The problem we face is well known to Autoconf gurus: differences between configure time data (not very different from compile time data), and execution time data. Some softwares make decision with regards to their behavior at runtime, e.g., some hosts can be big endian or little endian depending on runtime environment. In such a case, you should just follow the program's footsteps and adjust your tests to runtime conditions. As a matter of fact, still following the motto "the test suite is a user" (voir Look for Realism), you should depend as little as possible on configuration options: a user has no reason to know the decision made by her system administrator.

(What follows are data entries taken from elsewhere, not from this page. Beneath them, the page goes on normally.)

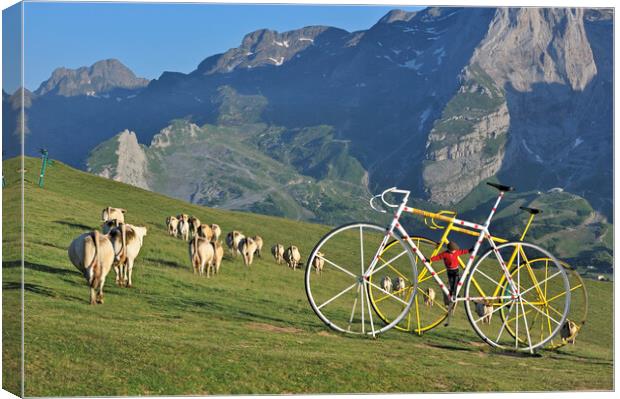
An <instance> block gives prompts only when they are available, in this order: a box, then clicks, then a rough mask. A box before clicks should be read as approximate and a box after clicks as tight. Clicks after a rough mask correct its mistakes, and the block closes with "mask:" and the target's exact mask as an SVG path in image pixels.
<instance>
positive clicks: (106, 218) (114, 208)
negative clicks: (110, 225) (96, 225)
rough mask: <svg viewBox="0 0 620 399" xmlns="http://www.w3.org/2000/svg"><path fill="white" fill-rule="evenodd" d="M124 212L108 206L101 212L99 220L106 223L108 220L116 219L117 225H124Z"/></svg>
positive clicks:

In the case of GMP, it means first asking m4 whether it knows a module named mpeval, and then checking it:

     # Process with autom4te to create an -*- Autotest -*- test suite.
     # mpeval2.at -- Testing GNU M4 GMP support.
     
     AT_INIT([GMP support: Runtime Check])
     
     AT_SETUP([GMP: Exponentiation])
     
     AT_CHECK([m4 -m mpeval </dev/null || exit 77])
     
     AT_DATA([[input.m4]],
     [[mpeval(`2**100')
     ]])
     
     AT_CHECK([[m4 -m mpeval input.m4]], 0,
     [[1267650600228229401496703205376
     ]])
     
     AT_CLEANUP
     
     Example 12.22: mpeval2.at -- Exercising an Optional Feature at
     Runtime
     
Runtime

This time, the mpeval module is properly exercised:

     ## --------------------------------------------------------------- ##
     ## GNU Programming 2E 0.0a test suite: GMP support: Runtime check. ##
     ## --------------------------------------------------------------- ##
       1: mpeval.at:6
     ## ---------------------------- ##
     ## All 1 tests were successful. ##
     ## ---------------------------- ##
     


Creating stand-alone test suites is still rare, and hackers writing test suites for other people's packages are even less common2: the most common use of Autotest is writing a portable test suite shipped with the tested package, within the GNU Build System, together with Automake and Autoconf. It turns out miraculously to be the topic of the next section, Autotesting GNU M4.


Notes de bas de page

  1. GMP, the GNU Multiple Precision arithmetic library, is a portable library written in C for arbitrary precision arithmetic on integers, rational numbers, and floating-point numbers. It strives to provide the fastest possible arithmetic for all applications that need higher precision than is directly supported by the basic C types.

  2. People performing torture tests to telnet, su etc. are named crackers, not hackers, and therefore they do not invalidate my sentence.